DESCRIPTION OF EMBODIMENTS

[0025] The following descriptions are exemplary implementation manners of embodiments of the present application. It should be noted that a person of ordinary skill in the art may make several improvements and polishing without departing from the principle of the embodiments of the present application, and the improvements and polishing shall fall within the protection scope of the embodiments of the present application.

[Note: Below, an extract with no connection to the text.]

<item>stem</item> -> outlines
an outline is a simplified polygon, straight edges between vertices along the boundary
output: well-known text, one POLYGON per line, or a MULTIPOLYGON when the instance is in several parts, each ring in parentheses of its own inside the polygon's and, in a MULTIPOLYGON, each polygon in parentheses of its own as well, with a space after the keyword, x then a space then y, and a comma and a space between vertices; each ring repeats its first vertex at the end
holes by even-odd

[0026] In a current terminal application, some types of files, for example, a picture file, are not protected by an explicit system permission on some systems, but the files are obviously of a same type, in this case, it may be considered that the files are protected by a same special "picture reading" (permissions.READ_PICTURES) permission, and all APPs have this permission by default. Generally, most items (such as most contacts or most photos) of a type of personal data are not particularly sensitive (such as general contacts and general landscape photos), but some data items, for example, records of some special contacts such as a superior, a business partner, a politician, or another public person or friend in an address book, records of short message service messages and phone calls for communicating with the foregoing special sensitive contacts in short message service message records and call records, family photos, and the like, may be quite sensitive.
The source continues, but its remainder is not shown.